John Gill in Concert at Old Town Music Hall, 7/13/03

By Bill Mitchell

Australian John Gill regaled a fair-sized and highly enthusiastic audience with a program of pianistic pyrotechnics that began with classic ragtime and moved on through stride, novelty, and Latin.

Mr. Gill led off with a decidedly brisk rendition of Joplin's "Elite Syncopations," with slight alterations as he saw fit. He followed up with another early Joplin composition, "Weeping Willow," at a suitably slower tempo, although still faster than it is usually performed. Abe Holzmann's wonderful cakewalk of 1899, "Smokey Mokes," was given a flashy workout. "Heliotrope Bouquet," the Joplin-Chauvin collaboration, came in an elaborate arrangement.

It was now waltz time. Mr. Gill announced "Valse Miroir" by a composer named Jean-Baptiste Lafreniere. A second waltz was Joplin's "Bethena," which was played dramatically, with superb dynamics.

James Scott's masterpiece, "Grace and Beauty" was done as fast stride.
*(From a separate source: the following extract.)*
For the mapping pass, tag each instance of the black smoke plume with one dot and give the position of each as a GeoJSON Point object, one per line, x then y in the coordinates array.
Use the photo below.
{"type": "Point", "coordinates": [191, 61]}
Then came an Ernesto Nazareth number with a Spanish title translating as "The Tramp." It was a playful excursion in tango rhythm.

A couple of Jelly Roll Morton pieces were featured next. "Sidewalk Blues" is rarely heard as a piano solo, but it worked well in a peppy Gill arrangement. "Perfect Rag" is one of the dazzlers that Morton liked to trot out to impress his audiences with his virtuosity. It still serves the purpose!

Fats Waller's stride piece, "Valentine Stomp," and Joplin's "The Ragtime Dance" brought the first half of the program to a close. The latter was performed in its seldom-heard full version.

Joplin's "The Entertainer" opened the second half of the program. Mr. Gill's arrangement was creative and unusual. The last theme was played in a minor key and repeated in the major, a rather dramatic device.

Then came a revamping of a classical number, "A Maiden's Prayer," in ragtime, followed by another Waller piece, "Alligator Crawl." Up next was a familiar novelty number of the 1920s, "Doll Dance," by Nacio Herb Brown.

Billy Mayerl, the British novelty pianist, was represented by a piece from 1927 titled "Marigold." It came off as something Zez Confrey might have written. I simply did not catch what the next number was called, but it was a sassy Latin number that brought to mind Carmen Miranda. (Unfortunately I had difficulty hearing some of the titles and comments, because Mr. Gill did not use the microphone, and his "down under" accent compounded the problem).

The program was brought to a close with show-stopping versions of "St. Louis Blues," "12th Street Rag," and "Maple Leaf Rag." The technique and dynamics of John Gill were of Lisztian proportions as he made the Bosendorfer thunder and whisper.